Chloe coloca varias braguitas y camisetas en un rincón de la maleta grande. Luego enrolla el cable de un secador de pelo alrededor del mango y lo mete dentro de una bolsa más pequeña.

—Me ha llevado mucho tiempo estar a gusto conmigo misma —dice al pasar junto a la butaca—, y no estoy dispuesta a desandar lo andado por tu culpa.

—Pero si tú nunca te has gustado —objeto, y lo subrayo con un gesto de la cabeza—. En el fondo, nunca te has gustado —repito, y luego añado—: Cariño, haz el favor de no dar más vueltas.

Suena el móvil de Baxter, Chloe lo recoge de donde lo había dejado —encima de la cama— y escucha lo que le dicen sin apartar los ojos de mí hasta que me da la espalda y la oigo decir:

—Sí, sí, vale… Estaré lista, sí… Sólo tengo que ver a una persona… De acuerdo, gracias… ¿Hugh Grant y Elizabeth Hurley? De acuerdo, muy bien… No, no, estoy bien… Sí, está aquí… No, no, no, estoy bien, no hace falta… De verdad… Venga, hasta luego.

Chloe cuelga, se va derechita al cuarto de baño, entra y cierra la puerta. La oigo tirar dos veces de la cadena antes de volver a salir. Quiero preguntarle quién llamaba para obligarla a pronunciar su nombre, aunque sé de sobras quién era y, en el fondo, no me apetece nada oírla pronunciar su nombre.

—¿Y bien? —insiste—. ¿Vas a explicarme por qué ha pasado lo que ha pasado o no?

—Porque… —Trago saliva—. No es fácil de explicar, ¿sabes? Tú ya me… Sé lo que sé. Nada más. Soy… lo que soy —declaro con la esperanza de que sea una explicación válida.

—Lo que sabes no sirve para nada —replica ella—. Lo que sabes no sirve para nada.

—Santo Dios… —Suspiro.

—Fíjate en la vida que llevas, Victor. Así no vas a ninguna parte. Conoces a chicas que se llaman Vagina…

—Cariño, no se llama Vagina, se llama Yanni. Yo no tengo la culpa de que eso signifique «vagina».

—¿En cuántos reservados de cuántos locales nocturnos piensas sentarte en toda tu vida? —pregunta—. Cada vez que vamos al Bowery Bar, al Pravda, al Indochine o adonde sea no haces otra cosa que quejarte. —Una pausa para darme la ocasión de defenderme—. Pero sigues yendo cuatro veces a la semana.

—Cariño, estoy muy cansado.

—No, lo que estás es enfermo —dice, y se queda mirando el equipaje con los brazos en jarras—. Tienes el alma enferma.

—La culpa es… —Levanto la vista hacia ella, aturdido—. La culpa la tiene una cocaína un poco chunga que… —Suspiro y me doy por vencido—. En fin, no tiene importancia.

—Para ti nada la tiene.

—Oye, ¿qué pasa? ¿Por qué todo el mundo se mete conmigo últimamente?

—Porque te pasas el día tratando de impresionar a gente que te tiene impresionado a ti. Por eso.

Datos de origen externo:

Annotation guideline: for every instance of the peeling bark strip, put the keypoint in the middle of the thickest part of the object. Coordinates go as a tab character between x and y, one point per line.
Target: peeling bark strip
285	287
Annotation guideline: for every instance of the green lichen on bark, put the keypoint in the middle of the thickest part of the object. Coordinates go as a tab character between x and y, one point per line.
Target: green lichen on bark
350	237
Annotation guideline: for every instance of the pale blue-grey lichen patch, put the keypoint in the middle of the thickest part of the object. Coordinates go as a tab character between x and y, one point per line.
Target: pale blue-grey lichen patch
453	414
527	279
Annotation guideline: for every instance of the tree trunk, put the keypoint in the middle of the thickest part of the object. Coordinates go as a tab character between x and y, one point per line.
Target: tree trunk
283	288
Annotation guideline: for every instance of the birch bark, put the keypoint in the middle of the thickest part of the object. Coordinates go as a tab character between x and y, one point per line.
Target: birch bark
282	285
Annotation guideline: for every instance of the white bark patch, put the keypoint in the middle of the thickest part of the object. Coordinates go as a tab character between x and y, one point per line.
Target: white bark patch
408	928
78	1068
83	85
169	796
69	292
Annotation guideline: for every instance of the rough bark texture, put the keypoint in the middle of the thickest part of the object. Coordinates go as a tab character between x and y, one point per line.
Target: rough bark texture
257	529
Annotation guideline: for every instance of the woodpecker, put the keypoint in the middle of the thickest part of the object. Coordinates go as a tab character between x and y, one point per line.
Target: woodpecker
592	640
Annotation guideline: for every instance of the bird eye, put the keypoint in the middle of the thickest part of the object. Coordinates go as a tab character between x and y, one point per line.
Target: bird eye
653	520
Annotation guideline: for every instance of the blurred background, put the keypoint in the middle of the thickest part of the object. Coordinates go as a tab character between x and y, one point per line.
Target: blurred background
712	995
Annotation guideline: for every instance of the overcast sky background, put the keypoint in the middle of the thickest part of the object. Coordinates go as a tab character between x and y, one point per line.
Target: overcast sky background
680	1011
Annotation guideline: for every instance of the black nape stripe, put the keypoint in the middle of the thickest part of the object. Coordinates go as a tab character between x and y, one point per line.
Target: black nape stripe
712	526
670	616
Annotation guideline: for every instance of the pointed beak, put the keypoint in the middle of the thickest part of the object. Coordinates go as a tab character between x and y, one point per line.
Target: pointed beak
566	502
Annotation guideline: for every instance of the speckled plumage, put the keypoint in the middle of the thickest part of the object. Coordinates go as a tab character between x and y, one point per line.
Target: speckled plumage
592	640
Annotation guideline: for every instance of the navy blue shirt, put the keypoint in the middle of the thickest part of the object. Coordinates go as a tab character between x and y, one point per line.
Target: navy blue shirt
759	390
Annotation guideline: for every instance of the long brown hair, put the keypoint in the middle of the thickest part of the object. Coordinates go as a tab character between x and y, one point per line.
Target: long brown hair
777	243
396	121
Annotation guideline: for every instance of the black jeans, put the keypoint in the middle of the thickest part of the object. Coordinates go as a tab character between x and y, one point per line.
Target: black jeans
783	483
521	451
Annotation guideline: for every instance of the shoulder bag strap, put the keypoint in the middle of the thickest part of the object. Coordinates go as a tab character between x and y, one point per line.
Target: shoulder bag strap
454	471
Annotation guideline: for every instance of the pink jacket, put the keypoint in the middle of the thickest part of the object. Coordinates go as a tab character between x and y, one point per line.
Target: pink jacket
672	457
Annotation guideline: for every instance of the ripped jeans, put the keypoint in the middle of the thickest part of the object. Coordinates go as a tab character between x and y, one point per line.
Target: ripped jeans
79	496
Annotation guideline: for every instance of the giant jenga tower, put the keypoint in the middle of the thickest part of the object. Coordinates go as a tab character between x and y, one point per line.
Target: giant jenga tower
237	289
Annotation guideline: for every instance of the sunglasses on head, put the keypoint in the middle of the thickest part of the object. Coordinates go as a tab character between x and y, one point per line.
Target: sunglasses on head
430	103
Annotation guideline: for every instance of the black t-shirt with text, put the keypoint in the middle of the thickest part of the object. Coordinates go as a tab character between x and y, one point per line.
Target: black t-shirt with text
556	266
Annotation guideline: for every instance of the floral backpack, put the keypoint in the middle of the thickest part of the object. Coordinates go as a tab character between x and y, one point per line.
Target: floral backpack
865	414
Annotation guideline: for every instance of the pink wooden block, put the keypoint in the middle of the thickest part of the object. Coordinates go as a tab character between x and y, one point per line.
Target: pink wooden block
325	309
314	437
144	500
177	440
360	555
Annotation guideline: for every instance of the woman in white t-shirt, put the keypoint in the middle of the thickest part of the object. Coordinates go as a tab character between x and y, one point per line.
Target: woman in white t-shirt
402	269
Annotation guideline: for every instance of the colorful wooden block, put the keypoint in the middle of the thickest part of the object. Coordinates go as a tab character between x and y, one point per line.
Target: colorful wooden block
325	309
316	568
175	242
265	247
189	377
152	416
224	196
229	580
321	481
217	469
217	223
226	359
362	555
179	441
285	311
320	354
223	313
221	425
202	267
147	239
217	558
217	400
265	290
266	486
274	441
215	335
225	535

—¿Y por qué iba a querer impresionar a gente que a mí ni me va ni me viene?

—Porque la gente a quien tratas de impresionar no se lo merece.

Proceso las últimas palabras de Chloe y luego carraspeo.

—En este momento estoy un poco… hecho un lío —me quejo.

—Vas detrás de gente que pasa olímpicamente de ti.

—Pero qué dices… —protesto—. Fingen que pasan olímpicamente, pero en el fondo…

Chloe me ataja con una mirada de total incredulidad.

—Victor, ¿has oído lo que acabas de decir?

Yo me limito a encogerme de hombros.

—Mira, ya sé que te resulta difícil aceptar los hechos, pero… ¿no va siendo hora? —Cierra la cremallera de una de las bolsas y se concentra, en la siguiente.

—Cariño, esta semana ha sido la más difícil de toda mi vida. —Respiro hondo—. Me da miedo…

—En qué mundo tan pequeño vives —se lamenta, y me desautoriza con un gesto de la mano.

—No, lo digo en serio. Yo también estoy harto de todo esto, cariño —aseguro, y me incorporo a pesar de que me cuesta respirar—. Estoy harto de ser simpático con gente que me odia o que… o que quiere verme muerto o que…

—¿En serio creías que ibas a salirte con la tuya? —me interrumpe.

Suspiro y espero un poco antes de preguntan.

—¿Y por qué no?

Chloe me mira fríamente.

—La gente hace cosas más difíciles —mascullo.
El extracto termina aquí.